The Madison School District's four-year graduation rate gap between black and white students closed five percentage points from 2010 to 2011, though the rate for black students remains about 50 percent.
The annual report from the Department of Public Instruction released Thursday also showed Madison's four-year graduation rate dipped slightly last year to 73.7 percent.
According to the data, 50.1 percent of Madison's black students graduated in four years, up from 48.3 percent in 2010. The white student graduation rate declined about 3.1 percentage points, to 84.1 percent.
District officials and education experts said it was unclear what accounted for the changes, and it's difficult to draw any conclusions about Madison's achievement gap from one or two years of data.
"You need to be looking over a period of several years that what you're looking at is real change rather than a little blip from one to the other," said Adam Gamoran, director of the Wisconsin Center for Education Research.
The graduation rates of black and white students in Madison have been a major topic of discussion in the city over the past year.
Supporters of Madison Preparatory Academy, a controversial charter school proposal voted down by the School Board in December, used the black student graduation rates as a rallying cry for the school. The proposal called for a school geared toward low-income, minority students with single-gender classrooms, uniforms and a college preparatory curriculum.
The Urban League of Greater Madison's president, Kaleem Caire, who proposed the school and again vowed Thursday to continue pressing the case for it, said the gap shrank "slightly" but that was more because fewer white students graduated on time and "is not anything that we should be proud of."
"To achieve real progress and faster, we need new approaches embedded within a significant systemic change initiative that employs multiple strategies," Caire said in an email. "One type of school doesn't serve all kids equally well."
Superintendent Dan Nerad agreed varying strategies are needed, citing his recently updated plan to help close the achievement gap.
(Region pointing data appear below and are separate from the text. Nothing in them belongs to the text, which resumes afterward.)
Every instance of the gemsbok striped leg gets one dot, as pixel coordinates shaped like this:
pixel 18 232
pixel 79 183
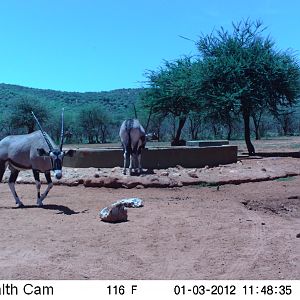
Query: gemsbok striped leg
pixel 2 169
pixel 40 197
pixel 49 187
pixel 11 183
The plan calls for $5.8 million in additional spending next year and $55.6 million over the next five years on a variety of strategies to raise student achievement.
"I certainly understand that it's not going to be one thing alone" that closes the gap, Nerad said. "We need to be in total more responsive to the complex needs of our kids."
The black graduation rate might have been slightly higher, but for the first time the data included a multiracial category, which mostly includes students who would have been classified as black, said Andrew Statz, Madison's chief information officer. The graduation rate for the small number of multiracial students was 76.8 percent.
The four-year graduation rate, which tracks individual students from 9th grade through graduation, was introduced last year. In past years, and for the last time for the 2010-11 school year, graduation rates were based on the number of graduates, dropouts and those who took longer than four years to earn a diploma. Using that method, Madison's total graduation rate increased to 83.9 percent, and the black student graduation rate increased to 63.2 percent.
For 2012, the state will also report on six-year graduation rates in each district.